Davaghan Surendran

Personal information
- Full name: Surendran a/l Davaghan
- Date of birth: 16 April 1980 (age 46)
- Place of birth: Petaling Jaya, Selangor, Malaysia
- Height: 1.78 m (5 ft 10 in)
- Positions: Defender; midfielder;

Youth career
- 1996–1998: Selangor FA President Cup

Senior career*
- Years: Team / Apps / (Gls)
- 1999–2011: Selangor FA / 91 / (17)

International career^{‡}
- 2004–2005: Malaysia / 5 / (0)

= D. Surendran =

Malaysian footballer (born 1980)

Davaghan Surendran (born 16 April 1980 in Selangor, Malaysia) is a former Malaysian footballer.

==Career==
He has spent his entire career with Selangor FA since breaking into the senior team in 1999. Surendran can play as a defender and midfielder, at the right area.
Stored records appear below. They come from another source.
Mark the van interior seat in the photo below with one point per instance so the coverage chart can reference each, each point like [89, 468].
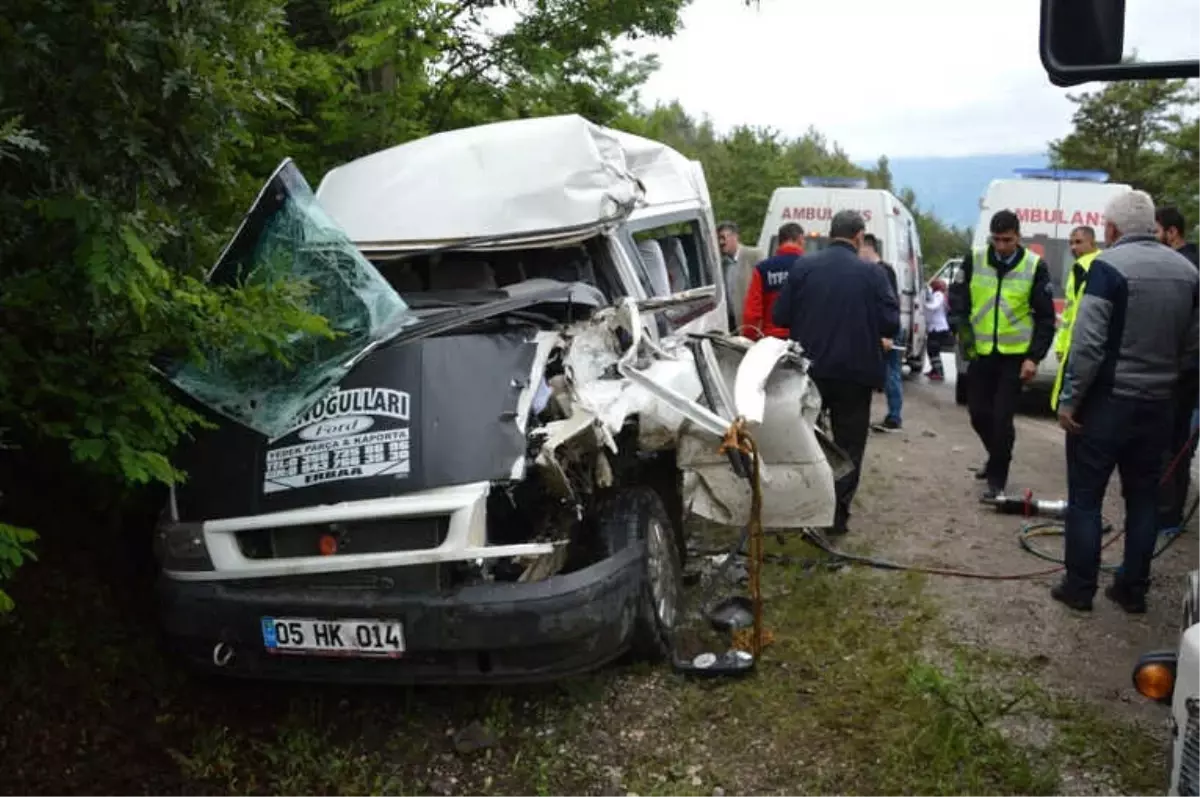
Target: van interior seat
[462, 275]
[403, 277]
[509, 271]
[655, 267]
[676, 262]
[573, 269]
Among the best moment of his career is scoring the golden goal in extra time to win the 2001 Malaysia FA Cup final for Selangor against Sarawak FA. He was also part of Selangor team that won the domestic double in 2005 and domestic treble in 2009.

He left Selangor when his contract was not renewed beyond 2011.

==National team==
Surendran represented Malaysia in international tournaments. He played at the 2004 Tiger Cup, as well as some 2006 FIFA World Cup qualification matches.